Muub interposed smoothly, “You must make allowances for this old rascal, sir. He rejoices in being difficult… a privilege of age, perhaps.”

Adda turned to glare at Muub, but the doctor would not meet his eye.

“I ask you again,” Hork said quietly. “Tell me of the Xeelee.”

“Not until you tell me that my friends will be returned from their exile.”

“From their indentures,” Muub said impatiently. “Damn it, Adda, I’ve already assured you that they’ve been sent for.”

Adda watched Hork, his mouth set firm.

Hork nodded, the motion an impatient spasm which caused ripples to flow over the front of his chest. “Their debts are dissolved. Now give me my answer.”

“I’ll tell you all you need to know in five words.”

Hork tilted his head back, his nostrils glowing.

Adda said slowly, “You — can — not — fight — Xeelee.”

Hork growled.

“That’s your intention, isn’t it?” Adda asked evenly. “You want to find a way to beat off Xeelee as if they were rampaging Air-boars; you want to find a way to stop them smashing up your beautiful Palace…”

“They are killing the people I am responsible for.”

Adda leaned forward in his sling. “City man, they don’t even know we’re here. Nothing you could do would even raise you to their attention.”

Muub was shaking his head. “How can you respect such — such primal monsters? Explain that, Adda.”

“The Xeelee have their own goals,” said Adda. “Goals which we do not share, and cannot even comprehend…”

The Xeelee — moving behind mists of legend — were immense. They were to the Ur-humans as Ur-humans were to Human Beings, perhaps. They were like gods — and yet lower than gods.

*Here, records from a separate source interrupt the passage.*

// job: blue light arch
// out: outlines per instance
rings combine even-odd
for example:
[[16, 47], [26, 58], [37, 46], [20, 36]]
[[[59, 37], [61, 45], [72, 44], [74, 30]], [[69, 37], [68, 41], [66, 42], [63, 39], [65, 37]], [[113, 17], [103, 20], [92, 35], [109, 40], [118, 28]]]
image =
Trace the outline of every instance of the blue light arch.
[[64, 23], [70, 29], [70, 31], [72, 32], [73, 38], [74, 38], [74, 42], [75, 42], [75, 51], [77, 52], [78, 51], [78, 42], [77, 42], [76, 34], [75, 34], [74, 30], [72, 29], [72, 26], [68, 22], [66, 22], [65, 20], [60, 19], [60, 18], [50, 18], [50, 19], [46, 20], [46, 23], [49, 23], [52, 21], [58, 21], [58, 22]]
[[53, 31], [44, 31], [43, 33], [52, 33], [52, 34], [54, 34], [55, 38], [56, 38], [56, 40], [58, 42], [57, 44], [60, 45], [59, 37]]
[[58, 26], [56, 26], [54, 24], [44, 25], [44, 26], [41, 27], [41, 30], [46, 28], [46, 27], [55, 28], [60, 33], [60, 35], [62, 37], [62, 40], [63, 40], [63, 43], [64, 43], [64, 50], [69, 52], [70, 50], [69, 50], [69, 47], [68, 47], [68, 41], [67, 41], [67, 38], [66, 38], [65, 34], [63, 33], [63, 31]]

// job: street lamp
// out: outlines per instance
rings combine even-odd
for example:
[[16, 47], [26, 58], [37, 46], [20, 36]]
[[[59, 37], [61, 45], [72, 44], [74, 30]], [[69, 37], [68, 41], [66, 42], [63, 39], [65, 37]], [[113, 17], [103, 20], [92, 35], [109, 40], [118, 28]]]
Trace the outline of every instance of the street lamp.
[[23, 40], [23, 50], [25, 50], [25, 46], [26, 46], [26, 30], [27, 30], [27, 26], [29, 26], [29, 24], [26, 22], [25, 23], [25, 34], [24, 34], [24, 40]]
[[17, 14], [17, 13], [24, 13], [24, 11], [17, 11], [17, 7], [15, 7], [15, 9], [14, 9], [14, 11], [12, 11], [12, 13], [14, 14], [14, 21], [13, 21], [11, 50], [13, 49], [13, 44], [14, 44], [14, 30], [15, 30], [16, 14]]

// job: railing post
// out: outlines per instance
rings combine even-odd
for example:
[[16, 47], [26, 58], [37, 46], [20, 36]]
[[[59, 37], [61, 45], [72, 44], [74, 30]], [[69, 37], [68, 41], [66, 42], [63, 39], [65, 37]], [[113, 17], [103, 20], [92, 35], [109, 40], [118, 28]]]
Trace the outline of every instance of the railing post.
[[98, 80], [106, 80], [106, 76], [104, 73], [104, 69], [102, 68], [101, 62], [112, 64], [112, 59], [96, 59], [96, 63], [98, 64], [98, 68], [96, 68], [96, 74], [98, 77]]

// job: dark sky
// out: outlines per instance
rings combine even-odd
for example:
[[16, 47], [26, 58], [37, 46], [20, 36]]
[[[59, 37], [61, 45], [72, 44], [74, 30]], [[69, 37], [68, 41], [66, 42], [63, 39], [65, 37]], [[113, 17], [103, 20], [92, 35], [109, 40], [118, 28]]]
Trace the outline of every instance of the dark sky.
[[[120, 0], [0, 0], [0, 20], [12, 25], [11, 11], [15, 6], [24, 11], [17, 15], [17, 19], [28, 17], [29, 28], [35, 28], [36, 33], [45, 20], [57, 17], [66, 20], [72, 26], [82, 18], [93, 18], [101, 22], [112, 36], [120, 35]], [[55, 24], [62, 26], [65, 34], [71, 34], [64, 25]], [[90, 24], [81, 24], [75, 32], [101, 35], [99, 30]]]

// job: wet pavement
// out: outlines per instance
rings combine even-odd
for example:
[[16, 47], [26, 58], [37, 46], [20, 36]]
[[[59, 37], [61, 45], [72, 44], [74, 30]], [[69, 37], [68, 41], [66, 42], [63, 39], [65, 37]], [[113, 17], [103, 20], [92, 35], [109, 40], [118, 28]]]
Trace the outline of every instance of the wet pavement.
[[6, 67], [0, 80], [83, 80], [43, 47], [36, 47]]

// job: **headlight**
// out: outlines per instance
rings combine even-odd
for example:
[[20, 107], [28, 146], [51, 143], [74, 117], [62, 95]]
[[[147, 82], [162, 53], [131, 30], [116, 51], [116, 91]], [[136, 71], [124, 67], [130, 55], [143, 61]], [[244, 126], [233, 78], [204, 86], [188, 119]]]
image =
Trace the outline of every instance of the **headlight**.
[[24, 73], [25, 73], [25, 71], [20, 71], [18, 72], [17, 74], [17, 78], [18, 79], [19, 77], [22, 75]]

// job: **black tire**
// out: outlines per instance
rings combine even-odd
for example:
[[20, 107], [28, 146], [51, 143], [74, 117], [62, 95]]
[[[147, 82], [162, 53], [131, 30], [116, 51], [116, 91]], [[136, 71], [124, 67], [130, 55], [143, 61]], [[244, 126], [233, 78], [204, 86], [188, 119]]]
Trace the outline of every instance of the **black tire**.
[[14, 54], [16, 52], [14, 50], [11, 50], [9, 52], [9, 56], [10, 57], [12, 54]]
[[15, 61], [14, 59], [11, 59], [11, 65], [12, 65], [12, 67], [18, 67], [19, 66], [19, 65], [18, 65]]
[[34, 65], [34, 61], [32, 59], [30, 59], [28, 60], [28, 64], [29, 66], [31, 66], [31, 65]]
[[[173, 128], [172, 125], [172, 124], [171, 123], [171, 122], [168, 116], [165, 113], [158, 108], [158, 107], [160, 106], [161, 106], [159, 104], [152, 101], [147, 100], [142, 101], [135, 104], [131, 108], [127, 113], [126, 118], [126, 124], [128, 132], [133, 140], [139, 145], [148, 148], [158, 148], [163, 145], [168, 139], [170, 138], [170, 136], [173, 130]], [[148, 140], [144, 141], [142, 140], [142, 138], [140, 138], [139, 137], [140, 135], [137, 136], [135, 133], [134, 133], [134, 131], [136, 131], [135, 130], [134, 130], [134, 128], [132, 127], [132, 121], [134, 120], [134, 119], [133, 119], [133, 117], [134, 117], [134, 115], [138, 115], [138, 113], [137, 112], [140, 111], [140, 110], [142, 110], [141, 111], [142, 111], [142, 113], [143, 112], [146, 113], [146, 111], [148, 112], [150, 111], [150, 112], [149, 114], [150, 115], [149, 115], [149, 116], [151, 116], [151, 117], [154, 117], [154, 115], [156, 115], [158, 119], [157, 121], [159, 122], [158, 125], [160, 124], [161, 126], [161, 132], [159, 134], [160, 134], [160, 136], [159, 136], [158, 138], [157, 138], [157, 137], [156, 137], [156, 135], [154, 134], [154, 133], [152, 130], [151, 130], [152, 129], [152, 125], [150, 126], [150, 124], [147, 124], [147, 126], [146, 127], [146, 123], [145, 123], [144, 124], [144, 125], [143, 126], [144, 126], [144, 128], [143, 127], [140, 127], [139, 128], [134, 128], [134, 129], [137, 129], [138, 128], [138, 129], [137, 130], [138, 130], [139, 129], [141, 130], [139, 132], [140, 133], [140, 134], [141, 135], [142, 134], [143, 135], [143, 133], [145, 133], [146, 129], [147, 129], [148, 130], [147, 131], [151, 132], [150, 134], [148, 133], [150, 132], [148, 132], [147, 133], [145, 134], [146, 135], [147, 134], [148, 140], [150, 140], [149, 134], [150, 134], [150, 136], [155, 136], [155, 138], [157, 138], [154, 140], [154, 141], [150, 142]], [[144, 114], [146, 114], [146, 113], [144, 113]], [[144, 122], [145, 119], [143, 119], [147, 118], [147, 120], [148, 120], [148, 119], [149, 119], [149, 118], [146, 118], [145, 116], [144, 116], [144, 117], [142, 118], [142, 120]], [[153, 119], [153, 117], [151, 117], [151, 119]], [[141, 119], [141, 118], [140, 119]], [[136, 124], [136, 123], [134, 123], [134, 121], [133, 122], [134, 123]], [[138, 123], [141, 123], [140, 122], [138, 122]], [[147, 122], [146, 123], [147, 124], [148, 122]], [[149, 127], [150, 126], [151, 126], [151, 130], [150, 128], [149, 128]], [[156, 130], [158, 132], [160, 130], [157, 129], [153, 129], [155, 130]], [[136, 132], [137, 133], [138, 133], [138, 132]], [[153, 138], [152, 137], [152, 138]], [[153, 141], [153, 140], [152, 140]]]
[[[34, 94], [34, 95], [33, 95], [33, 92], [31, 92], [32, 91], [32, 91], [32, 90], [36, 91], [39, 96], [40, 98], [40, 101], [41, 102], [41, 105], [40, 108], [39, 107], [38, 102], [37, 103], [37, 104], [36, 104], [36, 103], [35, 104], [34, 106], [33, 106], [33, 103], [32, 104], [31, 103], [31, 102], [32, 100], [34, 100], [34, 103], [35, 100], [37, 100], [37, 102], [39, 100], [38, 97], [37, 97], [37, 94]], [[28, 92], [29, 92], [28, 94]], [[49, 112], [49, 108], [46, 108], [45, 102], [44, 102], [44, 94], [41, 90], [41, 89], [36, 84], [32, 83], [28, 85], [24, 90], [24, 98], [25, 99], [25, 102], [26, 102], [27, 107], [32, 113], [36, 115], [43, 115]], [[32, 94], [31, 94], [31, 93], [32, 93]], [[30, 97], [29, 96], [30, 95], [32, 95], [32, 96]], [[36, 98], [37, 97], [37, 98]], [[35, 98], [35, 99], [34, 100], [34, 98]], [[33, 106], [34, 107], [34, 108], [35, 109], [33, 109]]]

Perhaps gods could have been tolerated, by the Ur-human soul. Not the Xeelee. The Xeelee had been rivals.

Hork twisted in his sling, angry and impatient. “So the Ur-humans, unable to endure the aloof grandeur of these Xeelee, challenged them…”

“Yes. There were great wars.”

Billions had died. The destruction of the Xeelee had become a racial goal for the Ur-humans.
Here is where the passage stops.